The day, Sunday, began as do many of my days - sitting in my swinging chair on my seventh-floor balcony with a cup of cappuccino watching the pelicans dive for their breakfast. It’s been almost three years since I first wondered how long I could sit watching this before getting bored. It hasn’t happened yet.

This morning, something different. I saw a pelican struggling in the water. The tide was receding. Sitting on the water, the pelican looked fine. At the water’s edge it was clear he (she?) was injured. I scanned the beach searching for the red of a bombero’s outfit for help. None in sight. On the way to the beach to see what I might do (no doubt I’ve read too much of All Creatures Great and Small), I found Don Leo, our security guard at the desk. “Help, help, ayuda me (close enough),” I yelled. Given my oh-so-poor Spanish, I began a mime, hopping about and dragging a broken wing (ok, arm). Don Leo understood and phoned the “turtle patrol” people. Seemed to me they might know what to do.

At the beach, the pelican struggled. Finally, a bombero! Together we wrestled the pelican to shore. Well, he grabbed the frightened bird’s flapping beak and I offered support as we tried to quiet him down. Don Leo brought a large box, and someone provided a towel so we could wrap the bird and try to protect it’s visibly broken wing. Needless to say, the pelican, now named Pablo (another story) didn’t get that we were trying to help. He tried to free himself, to snap at us. The bombero finally tied a string loosely around his/her beak and the bird began to quiet.

Up five flights of stairs (elevator broken at the moment), the bombero carried Pablo to deposit him at the street level entrance and return to his work, while I awaited police arrival.

I expected the car to arrive at any moment. Nope. An hour later, Don Leo called again. “Yes, (they said), someone will be there. Busy now.” Ok, now I was really getting upset. There must be something more I could do besides sitting and waiting! What do I know about pelicans? How long can they be out of water? Without food? Isn’t he going to be too hot wrapped in a towel? Maybe I should sing to him ( yes, that IS a joke). Time passed. What to do? Perhaps I should get a cab and take Pablo to town to a vet. Good plan, why wait? Seven calls later, leaving messages with various vet’s offices and no responses, it was clear I couldn’t just ride around town with a large bird looking for help.

Up to my condo. Who to call, what to do?
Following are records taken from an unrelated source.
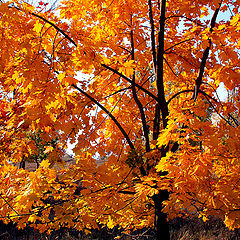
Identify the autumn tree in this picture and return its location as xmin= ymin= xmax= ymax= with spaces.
xmin=0 ymin=0 xmax=240 ymax=239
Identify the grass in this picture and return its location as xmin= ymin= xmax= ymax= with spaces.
xmin=1 ymin=216 xmax=240 ymax=239
xmin=170 ymin=216 xmax=240 ymax=240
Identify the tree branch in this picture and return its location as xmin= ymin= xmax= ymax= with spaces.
xmin=0 ymin=194 xmax=19 ymax=215
xmin=103 ymin=87 xmax=131 ymax=99
xmin=148 ymin=0 xmax=157 ymax=72
xmin=164 ymin=57 xmax=178 ymax=77
xmin=167 ymin=89 xmax=218 ymax=105
xmin=31 ymin=12 xmax=77 ymax=47
xmin=153 ymin=0 xmax=168 ymax=141
xmin=11 ymin=4 xmax=77 ymax=47
xmin=192 ymin=1 xmax=222 ymax=100
xmin=167 ymin=90 xmax=193 ymax=104
xmin=12 ymin=6 xmax=136 ymax=150
xmin=201 ymin=91 xmax=235 ymax=127
xmin=130 ymin=29 xmax=150 ymax=152
xmin=71 ymin=84 xmax=135 ymax=149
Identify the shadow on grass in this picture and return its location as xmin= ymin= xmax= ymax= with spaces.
xmin=0 ymin=216 xmax=240 ymax=239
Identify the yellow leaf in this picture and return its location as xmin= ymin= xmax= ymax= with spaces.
xmin=157 ymin=119 xmax=175 ymax=147
xmin=40 ymin=159 xmax=50 ymax=168
xmin=33 ymin=20 xmax=42 ymax=34
xmin=156 ymin=152 xmax=173 ymax=172
xmin=44 ymin=146 xmax=54 ymax=154
xmin=231 ymin=14 xmax=240 ymax=26
xmin=107 ymin=216 xmax=115 ymax=229
xmin=57 ymin=72 xmax=66 ymax=82
xmin=28 ymin=215 xmax=37 ymax=223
A frantic (ok, maybe that’s too dramatic) call to a friend in the states who knows lots about wildlife. Alana assured me I had done the right thing. That all I could do was keep the bird in a dark quiet place with as little activity as possible until help arrived. Yes, I might cool the towel with water, though if Pablo was in shock, I might not need to worry about keeping him cool.

Between internet searches for a fast course in pelicanology and trips back to the front entrance to sit with Pablo and wet him down, it was more than five hours before he was taken away. I wasn't there at the moment "they" took him.

I spent much of that time sitting by the box with this magnificent bird. On his side, bound in the towel, one large eye stared up at me. He wasn’t struggling. He seemed to be breathing regularly.

That’s surely the closest encounter I’ll get to have with a pelican. I hope I was of some help. I don’t know where Pablo was taken or if he could be saved. Maybe to someone he’s just case #584. It’s definitely a time I wished I could better communicate in Spanish. Not that Pablo would have cared, but I might at least now know what became of him.